26 November 2009

Grasping Gratitude: a desperate act


disappointment.

decisions.

disillusion.

depression.

death.

disabilities.

disorders.

disease.

these are things that we face every day.....they come unbidden.......      unwelcome.......      unwanted.......

How are we to deal with these things? What are we to do?

Analyze? Synthesize? Anesthetize? Sympathize?

I have pondered and prayed..... considered the truth that how we think and act are intertwined.......considered that gratitude leads to greatness of faith......and decided that it is necessary to obey God's command to give thanks even if one does not feel thankful at that particular moment......because the alternative is bitterness. 

I will write down my things to be grateful for......thankful for......no matter how small......small things are easily overlooked and they make up the bulk of my life anyway, so why miss life waiting for something large to be thankful for?

The large things are obvious.......salvation, husband, children, home, food, family......

....the small ones, not so much....

.....remembering the sound of that letter........pronouncing that word correctly.......ability to bend a finger that might have to remain crooked.......the loan of an exercise ball for therapy......children who love each other....grandparents who go out of their way to help...

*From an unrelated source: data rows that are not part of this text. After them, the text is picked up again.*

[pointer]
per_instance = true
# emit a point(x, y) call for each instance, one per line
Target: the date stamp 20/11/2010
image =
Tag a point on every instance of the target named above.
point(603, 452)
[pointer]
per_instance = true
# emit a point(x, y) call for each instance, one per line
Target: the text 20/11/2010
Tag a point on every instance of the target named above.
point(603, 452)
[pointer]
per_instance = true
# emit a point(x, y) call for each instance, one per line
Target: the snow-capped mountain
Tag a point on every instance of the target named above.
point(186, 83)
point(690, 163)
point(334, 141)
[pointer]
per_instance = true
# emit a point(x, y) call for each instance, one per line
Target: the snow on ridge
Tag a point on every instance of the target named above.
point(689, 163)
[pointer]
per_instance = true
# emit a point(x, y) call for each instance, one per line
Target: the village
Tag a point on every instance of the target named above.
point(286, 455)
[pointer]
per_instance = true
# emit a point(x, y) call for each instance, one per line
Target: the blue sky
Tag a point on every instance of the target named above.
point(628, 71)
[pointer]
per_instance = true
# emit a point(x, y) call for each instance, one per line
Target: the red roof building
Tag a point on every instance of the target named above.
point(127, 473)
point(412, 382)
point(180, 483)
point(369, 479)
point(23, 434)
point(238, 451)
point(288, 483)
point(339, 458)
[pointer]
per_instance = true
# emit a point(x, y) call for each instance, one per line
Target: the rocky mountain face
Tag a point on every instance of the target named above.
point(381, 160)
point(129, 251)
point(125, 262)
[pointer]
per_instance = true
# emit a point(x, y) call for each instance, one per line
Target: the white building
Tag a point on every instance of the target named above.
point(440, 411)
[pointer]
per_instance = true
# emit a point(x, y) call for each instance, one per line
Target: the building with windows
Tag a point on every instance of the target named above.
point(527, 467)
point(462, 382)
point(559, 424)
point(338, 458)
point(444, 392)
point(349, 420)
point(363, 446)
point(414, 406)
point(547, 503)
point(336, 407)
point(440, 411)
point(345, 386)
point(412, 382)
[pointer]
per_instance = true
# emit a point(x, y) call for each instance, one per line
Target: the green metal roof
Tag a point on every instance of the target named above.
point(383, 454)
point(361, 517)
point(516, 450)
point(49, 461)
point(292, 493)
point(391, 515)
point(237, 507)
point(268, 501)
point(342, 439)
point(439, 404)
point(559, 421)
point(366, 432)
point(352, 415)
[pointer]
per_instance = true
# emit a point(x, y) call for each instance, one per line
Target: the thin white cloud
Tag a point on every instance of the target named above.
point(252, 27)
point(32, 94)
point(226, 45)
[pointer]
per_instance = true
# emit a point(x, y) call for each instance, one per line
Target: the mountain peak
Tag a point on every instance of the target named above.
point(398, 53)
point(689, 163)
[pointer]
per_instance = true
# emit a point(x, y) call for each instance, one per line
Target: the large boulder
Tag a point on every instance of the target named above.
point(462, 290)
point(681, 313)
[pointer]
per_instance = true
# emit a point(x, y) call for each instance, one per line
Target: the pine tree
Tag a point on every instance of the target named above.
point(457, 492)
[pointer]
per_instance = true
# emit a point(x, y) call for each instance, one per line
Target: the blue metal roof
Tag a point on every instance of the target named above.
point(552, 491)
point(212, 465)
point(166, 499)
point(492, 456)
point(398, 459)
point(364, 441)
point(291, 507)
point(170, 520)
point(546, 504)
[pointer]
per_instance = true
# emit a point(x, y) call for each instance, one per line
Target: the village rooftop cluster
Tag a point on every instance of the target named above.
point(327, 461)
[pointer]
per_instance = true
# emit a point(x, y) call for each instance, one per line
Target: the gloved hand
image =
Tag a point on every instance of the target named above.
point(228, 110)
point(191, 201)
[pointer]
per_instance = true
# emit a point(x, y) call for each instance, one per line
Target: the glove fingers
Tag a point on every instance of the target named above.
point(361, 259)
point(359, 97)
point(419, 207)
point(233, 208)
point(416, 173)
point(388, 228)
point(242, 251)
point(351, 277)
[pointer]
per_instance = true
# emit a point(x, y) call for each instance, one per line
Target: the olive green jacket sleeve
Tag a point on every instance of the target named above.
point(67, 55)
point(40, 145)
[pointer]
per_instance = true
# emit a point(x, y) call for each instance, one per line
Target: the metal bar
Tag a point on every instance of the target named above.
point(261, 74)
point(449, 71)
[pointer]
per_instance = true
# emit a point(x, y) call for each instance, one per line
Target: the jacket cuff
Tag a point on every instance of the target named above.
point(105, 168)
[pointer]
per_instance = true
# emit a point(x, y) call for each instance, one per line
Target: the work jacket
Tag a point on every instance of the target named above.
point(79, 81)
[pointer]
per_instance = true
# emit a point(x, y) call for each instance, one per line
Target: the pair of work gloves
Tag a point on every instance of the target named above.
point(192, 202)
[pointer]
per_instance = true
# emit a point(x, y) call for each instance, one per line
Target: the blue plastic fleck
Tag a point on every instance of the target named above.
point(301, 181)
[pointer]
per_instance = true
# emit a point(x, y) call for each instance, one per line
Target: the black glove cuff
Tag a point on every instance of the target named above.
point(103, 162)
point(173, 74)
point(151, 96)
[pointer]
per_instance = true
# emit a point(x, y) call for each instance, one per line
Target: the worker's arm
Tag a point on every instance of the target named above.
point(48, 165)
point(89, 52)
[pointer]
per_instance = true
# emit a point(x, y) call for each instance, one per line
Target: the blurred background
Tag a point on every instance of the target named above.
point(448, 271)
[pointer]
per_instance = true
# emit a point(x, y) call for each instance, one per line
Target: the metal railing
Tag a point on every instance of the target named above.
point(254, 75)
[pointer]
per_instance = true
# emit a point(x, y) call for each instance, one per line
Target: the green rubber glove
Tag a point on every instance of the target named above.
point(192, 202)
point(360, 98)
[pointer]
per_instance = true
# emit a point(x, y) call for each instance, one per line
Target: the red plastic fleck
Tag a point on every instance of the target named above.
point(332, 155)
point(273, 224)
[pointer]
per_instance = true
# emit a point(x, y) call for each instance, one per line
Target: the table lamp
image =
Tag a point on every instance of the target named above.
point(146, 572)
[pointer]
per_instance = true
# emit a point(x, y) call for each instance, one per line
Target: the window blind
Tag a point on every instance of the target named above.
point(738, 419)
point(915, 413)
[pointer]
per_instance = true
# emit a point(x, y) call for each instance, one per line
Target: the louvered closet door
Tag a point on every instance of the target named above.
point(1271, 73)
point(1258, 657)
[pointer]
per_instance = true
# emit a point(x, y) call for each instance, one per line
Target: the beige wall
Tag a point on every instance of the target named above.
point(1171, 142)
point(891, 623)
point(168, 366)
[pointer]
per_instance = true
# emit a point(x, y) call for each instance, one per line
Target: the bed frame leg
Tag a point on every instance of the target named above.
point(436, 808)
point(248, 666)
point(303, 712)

stopping. noticing. writing it down.

I'd like to say it was my idea. I'd even like to say that when it was introduced to me, I jumped right on it and said, "what a great idea".  But no. I think that when you are dealing with the "hard things" so often, it becomes sorta like looking into a microscope. You see things that others can't see....but you have to see them and deal with them......you forget that if you step back from that microscope you can see the whole object in a different perspective.


That is how gratitude becomes a desperate act......it is necessary for survival....for life........for abundance.

It is not easy to "see" things to be thankful for.......but with practice, it becomes easier.......natural......nay, supernatural....because it forces you outside of yourself. 

The LORD is my strength and my shield; my heart trusts in Him and I am helped.  My heart leaps for joy and I will give thanks to him in song.